The Johnson years showed there are enough ministers prepared to trade propriety for power. It would surely be naive to expect the cabinet secretary to act contrary to the advice of a political master. The comptroller and auditor general must ensure that money is spent in accordance with the will of parliament, but this official is outranked by the chancellor of the Exchequer, as is the governor of the Bank of England. We might look, in desperation, to the speaker and the clerks of the House, or perhaps the chief of the defence staff. In reality, none of them would have an obvious mandate to act. It is hard to imagine Lindsay Hoyle emulating William Lenthall, who in 1642 stood in defence of the five members of the House that King Charles I was seeking to arrest.

At the apex of constitutional theory stands Charles III, although the last time a British monarch used the reserve power to dismiss a prime minister was in 1834. If an election were widely thought to have been illegitimate, the immediate question would be how the king would react. If the prime minister were refusing to relinquish power, the king could, in theory, use his power to dissolve parliament and trigger another general election. In the fevered atmosphere of the moment, this might look like the ultimate establishment stitch-up.

One obvious way to fix an unwritten constitution is to write it down. But there is no reason to suppose that a determined populist would be bound by a constitutional document. The Democratic party in the US tried to arrest Trump’s first term by using quasi-judicial processes, such as the investigation conducted by special counsel Robert Mueller. It didn’t work, because a state operates more on tacit understandings than on appeals to constitutional procedure. In How Democracies Die, Steven Levitsky and Daniel Ziblatt show that American politics works in large part on “forbearance”—the ethos of integrity in which due process is observed. If Farage and other populists do not play by those rules, much as Trump did not play by those rules, what can be done?

When the tacit laws do not operate, there is no option other than to use formal power—the most effective of which is the law. The UK Supreme Court did, after all, force Johnson to desist in his attempted prorogation of parliament. It may be too that, in the exhausting encounter between the US president and the rules of the republic, the constitution holds. But we would be wise to be ready. Hennessy and Blick call for a commission on the UK constitution, to examine the options in advance of such a moment. That seems a sensible move.

In the meantime, therefore, it would make sense for politicians to do something that does not come naturally, and cooperate with the other parties. Politics is a rivalrous trade, and the Tories loom like the enemy to Labour and vice versa. Yet the day might soon come when their differences seem trivial. Neither party should be tempted to cooperate with the extremist prime minister, but they ought to be ready to cooperate with one another. We might one day need a government of the national constitution.

By refusing to comply with democratic norms, by refusing to accede to court verdicts, by taking the fight to free institutions such as universities, a figure like Farage, drunk on his own power, could test the British constitution to its limits.

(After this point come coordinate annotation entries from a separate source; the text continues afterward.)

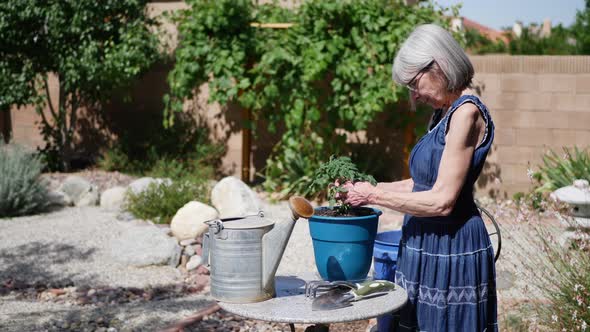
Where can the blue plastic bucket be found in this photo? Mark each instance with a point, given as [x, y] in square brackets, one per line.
[343, 246]
[384, 264]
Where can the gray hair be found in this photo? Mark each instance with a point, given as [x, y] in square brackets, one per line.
[428, 43]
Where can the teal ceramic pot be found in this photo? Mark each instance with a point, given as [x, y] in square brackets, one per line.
[343, 246]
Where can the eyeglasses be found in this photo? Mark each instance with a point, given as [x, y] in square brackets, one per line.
[413, 84]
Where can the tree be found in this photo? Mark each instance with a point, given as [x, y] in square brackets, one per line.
[332, 67]
[92, 48]
[581, 29]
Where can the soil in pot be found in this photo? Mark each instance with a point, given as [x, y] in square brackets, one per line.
[352, 212]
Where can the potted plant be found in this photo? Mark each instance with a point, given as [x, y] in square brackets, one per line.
[343, 236]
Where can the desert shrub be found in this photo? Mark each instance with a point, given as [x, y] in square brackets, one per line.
[556, 171]
[176, 152]
[22, 192]
[560, 171]
[91, 48]
[333, 67]
[160, 202]
[564, 283]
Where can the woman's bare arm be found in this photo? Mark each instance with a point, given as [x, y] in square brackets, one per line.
[405, 186]
[464, 131]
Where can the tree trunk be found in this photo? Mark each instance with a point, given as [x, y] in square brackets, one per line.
[6, 124]
[65, 140]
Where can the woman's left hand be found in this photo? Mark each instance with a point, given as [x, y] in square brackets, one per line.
[360, 193]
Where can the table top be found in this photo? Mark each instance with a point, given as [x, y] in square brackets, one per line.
[291, 306]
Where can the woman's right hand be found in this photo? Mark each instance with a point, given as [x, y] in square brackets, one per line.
[340, 195]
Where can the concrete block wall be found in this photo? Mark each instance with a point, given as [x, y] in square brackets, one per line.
[537, 103]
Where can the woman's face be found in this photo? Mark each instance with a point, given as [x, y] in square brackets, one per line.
[429, 89]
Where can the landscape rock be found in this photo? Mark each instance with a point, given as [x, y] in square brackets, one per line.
[188, 222]
[145, 245]
[91, 198]
[79, 191]
[142, 184]
[113, 198]
[233, 198]
[58, 198]
[194, 262]
[126, 216]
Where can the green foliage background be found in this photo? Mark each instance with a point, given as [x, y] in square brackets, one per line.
[92, 48]
[331, 70]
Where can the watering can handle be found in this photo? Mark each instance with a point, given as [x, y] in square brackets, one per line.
[205, 252]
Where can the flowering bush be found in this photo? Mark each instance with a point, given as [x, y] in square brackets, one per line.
[568, 288]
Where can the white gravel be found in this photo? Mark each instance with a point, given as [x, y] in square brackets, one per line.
[70, 248]
[71, 245]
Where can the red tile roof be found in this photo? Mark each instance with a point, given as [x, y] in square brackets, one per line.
[482, 29]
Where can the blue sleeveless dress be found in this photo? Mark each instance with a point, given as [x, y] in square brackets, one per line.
[446, 264]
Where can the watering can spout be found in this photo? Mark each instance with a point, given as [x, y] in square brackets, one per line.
[275, 241]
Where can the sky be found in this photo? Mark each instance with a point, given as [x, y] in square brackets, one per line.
[499, 14]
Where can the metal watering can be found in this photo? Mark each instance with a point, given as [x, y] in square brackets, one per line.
[243, 253]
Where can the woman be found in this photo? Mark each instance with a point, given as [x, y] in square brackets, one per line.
[446, 260]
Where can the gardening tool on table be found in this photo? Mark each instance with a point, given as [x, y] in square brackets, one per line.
[341, 294]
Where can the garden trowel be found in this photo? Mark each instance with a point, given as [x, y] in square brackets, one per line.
[343, 297]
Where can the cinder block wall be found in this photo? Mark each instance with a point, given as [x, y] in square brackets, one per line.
[537, 103]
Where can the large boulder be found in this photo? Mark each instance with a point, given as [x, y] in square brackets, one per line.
[113, 198]
[79, 191]
[59, 199]
[188, 223]
[233, 198]
[144, 245]
[141, 184]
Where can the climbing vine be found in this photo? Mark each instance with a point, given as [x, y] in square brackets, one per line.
[330, 72]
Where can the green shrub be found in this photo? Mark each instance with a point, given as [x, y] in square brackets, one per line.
[333, 67]
[176, 152]
[560, 171]
[565, 283]
[160, 202]
[21, 190]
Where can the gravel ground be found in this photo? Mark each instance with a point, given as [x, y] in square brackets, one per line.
[56, 273]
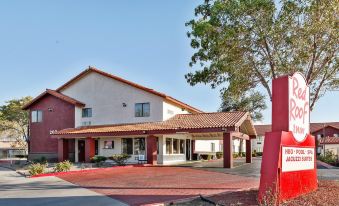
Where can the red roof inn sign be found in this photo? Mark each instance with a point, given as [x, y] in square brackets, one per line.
[289, 167]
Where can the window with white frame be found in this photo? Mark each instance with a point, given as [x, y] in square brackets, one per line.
[168, 146]
[127, 146]
[175, 146]
[87, 112]
[142, 109]
[86, 123]
[182, 146]
[108, 144]
[36, 116]
[139, 146]
[212, 147]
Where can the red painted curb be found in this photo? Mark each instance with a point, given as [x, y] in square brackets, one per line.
[89, 170]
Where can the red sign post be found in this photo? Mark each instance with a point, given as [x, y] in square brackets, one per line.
[288, 167]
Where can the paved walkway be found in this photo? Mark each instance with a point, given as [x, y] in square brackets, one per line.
[17, 190]
[148, 185]
[253, 169]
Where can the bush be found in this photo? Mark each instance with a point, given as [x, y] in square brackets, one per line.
[37, 168]
[21, 156]
[64, 166]
[98, 159]
[329, 158]
[120, 159]
[219, 155]
[235, 155]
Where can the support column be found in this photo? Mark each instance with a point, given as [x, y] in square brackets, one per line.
[228, 150]
[248, 151]
[62, 150]
[89, 149]
[151, 149]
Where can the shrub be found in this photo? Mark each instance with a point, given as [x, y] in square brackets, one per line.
[242, 154]
[235, 155]
[37, 168]
[329, 158]
[97, 159]
[21, 156]
[120, 159]
[63, 166]
[219, 155]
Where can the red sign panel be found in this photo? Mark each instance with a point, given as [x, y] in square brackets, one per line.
[289, 160]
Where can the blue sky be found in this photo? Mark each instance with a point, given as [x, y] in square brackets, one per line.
[45, 43]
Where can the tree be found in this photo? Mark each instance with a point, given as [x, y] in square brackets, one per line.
[254, 103]
[13, 119]
[249, 43]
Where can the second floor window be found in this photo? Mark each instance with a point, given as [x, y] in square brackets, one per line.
[36, 116]
[142, 109]
[87, 112]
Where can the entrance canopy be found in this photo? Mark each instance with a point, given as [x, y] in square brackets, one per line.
[239, 123]
[224, 126]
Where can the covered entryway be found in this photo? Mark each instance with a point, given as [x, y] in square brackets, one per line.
[172, 141]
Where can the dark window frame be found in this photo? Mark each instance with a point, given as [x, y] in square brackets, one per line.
[112, 144]
[143, 108]
[86, 112]
[129, 148]
[37, 120]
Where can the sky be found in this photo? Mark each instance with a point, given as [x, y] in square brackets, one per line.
[43, 44]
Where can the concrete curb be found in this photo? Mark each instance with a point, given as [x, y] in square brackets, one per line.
[86, 171]
[327, 166]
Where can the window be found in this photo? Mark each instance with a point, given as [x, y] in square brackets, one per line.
[87, 123]
[212, 147]
[108, 144]
[168, 146]
[175, 146]
[36, 116]
[96, 147]
[127, 146]
[87, 112]
[139, 146]
[182, 146]
[142, 109]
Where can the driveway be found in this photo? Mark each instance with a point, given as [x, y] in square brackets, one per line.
[52, 191]
[253, 169]
[149, 185]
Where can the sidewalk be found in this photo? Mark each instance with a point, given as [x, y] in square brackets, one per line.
[18, 190]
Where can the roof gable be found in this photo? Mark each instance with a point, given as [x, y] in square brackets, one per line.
[55, 94]
[180, 122]
[167, 98]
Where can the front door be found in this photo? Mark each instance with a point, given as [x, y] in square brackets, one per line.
[188, 149]
[81, 150]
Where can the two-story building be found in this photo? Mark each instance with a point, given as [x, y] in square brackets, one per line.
[97, 113]
[326, 133]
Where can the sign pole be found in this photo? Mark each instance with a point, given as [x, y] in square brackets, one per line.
[288, 168]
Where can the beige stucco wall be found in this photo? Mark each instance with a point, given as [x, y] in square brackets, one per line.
[106, 97]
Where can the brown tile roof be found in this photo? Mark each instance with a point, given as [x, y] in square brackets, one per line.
[55, 94]
[314, 127]
[329, 140]
[178, 122]
[318, 126]
[166, 97]
[262, 129]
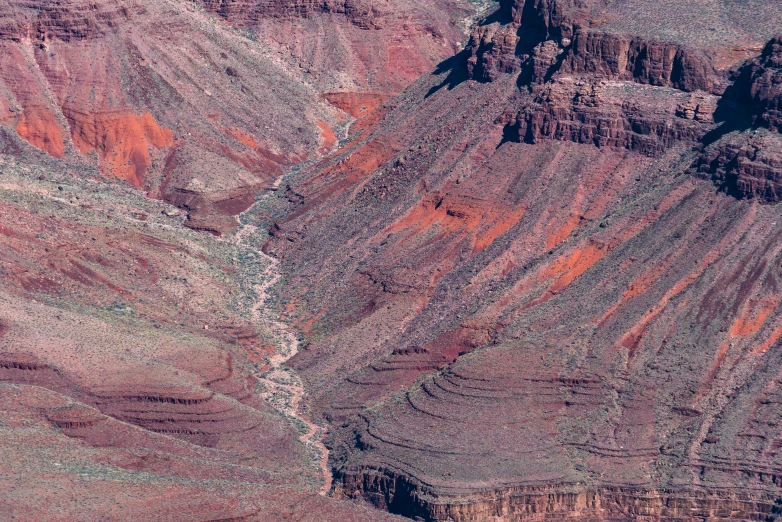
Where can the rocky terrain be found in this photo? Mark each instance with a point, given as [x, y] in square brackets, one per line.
[546, 280]
[339, 260]
[141, 371]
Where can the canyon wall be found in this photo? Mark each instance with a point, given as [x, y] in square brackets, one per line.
[547, 297]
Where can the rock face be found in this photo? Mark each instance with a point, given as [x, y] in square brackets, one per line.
[521, 304]
[154, 90]
[746, 159]
[126, 369]
[354, 46]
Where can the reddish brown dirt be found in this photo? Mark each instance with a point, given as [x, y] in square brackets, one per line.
[126, 380]
[526, 307]
[123, 142]
[39, 127]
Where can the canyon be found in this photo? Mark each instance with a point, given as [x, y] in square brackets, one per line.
[353, 260]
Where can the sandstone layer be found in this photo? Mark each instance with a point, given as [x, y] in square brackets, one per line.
[544, 285]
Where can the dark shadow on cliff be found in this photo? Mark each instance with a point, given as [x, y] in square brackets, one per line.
[456, 67]
[732, 114]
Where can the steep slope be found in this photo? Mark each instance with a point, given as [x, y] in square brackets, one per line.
[129, 364]
[195, 111]
[544, 286]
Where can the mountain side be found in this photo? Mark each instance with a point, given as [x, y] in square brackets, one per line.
[531, 292]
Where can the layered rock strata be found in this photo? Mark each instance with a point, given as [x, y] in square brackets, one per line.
[540, 312]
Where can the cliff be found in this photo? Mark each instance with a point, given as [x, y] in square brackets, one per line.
[518, 300]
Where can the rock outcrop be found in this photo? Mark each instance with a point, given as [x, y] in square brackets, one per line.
[539, 312]
[745, 158]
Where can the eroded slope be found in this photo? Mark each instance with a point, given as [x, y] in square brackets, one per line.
[541, 311]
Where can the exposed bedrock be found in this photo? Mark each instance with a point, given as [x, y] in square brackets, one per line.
[539, 313]
[744, 156]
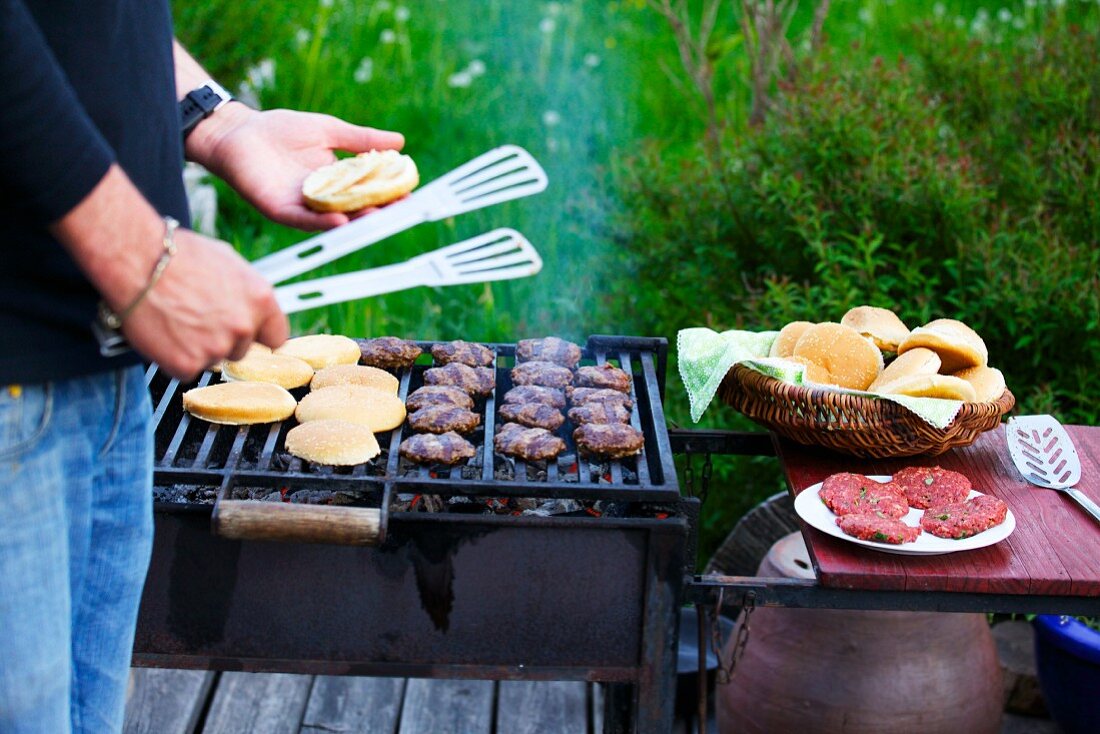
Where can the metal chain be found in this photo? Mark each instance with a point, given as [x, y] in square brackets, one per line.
[726, 667]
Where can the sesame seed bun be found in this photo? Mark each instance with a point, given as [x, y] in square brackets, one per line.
[321, 350]
[240, 403]
[354, 374]
[370, 406]
[914, 362]
[282, 370]
[788, 337]
[337, 442]
[880, 325]
[957, 344]
[933, 385]
[848, 359]
[988, 382]
[367, 179]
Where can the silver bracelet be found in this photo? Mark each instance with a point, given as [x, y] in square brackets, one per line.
[111, 320]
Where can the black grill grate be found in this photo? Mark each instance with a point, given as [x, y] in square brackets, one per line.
[193, 451]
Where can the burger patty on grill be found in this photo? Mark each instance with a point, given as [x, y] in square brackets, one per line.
[474, 381]
[442, 418]
[527, 444]
[550, 396]
[463, 352]
[447, 448]
[550, 349]
[388, 352]
[438, 395]
[536, 415]
[608, 440]
[603, 375]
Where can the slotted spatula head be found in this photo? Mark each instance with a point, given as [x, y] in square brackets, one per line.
[1043, 451]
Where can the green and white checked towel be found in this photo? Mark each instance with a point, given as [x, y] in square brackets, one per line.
[706, 355]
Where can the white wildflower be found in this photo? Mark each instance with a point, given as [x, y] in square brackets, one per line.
[365, 70]
[459, 80]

Yet there is another danger: the second coming of a politician we know already to be a constitutional vandal. Farage’s influence might yet be seen to its greatest effect through Johnson who, with the Reform leader at his back, might be the real danger in a combination of populist arrogance with the historic weight of an established party. As the former prime minister passes his partial retirement in isolation somewhere near Didcot, we can be ready for the day that some rough beast, its hour come back at last, is slouching towards Westminster to be reborn.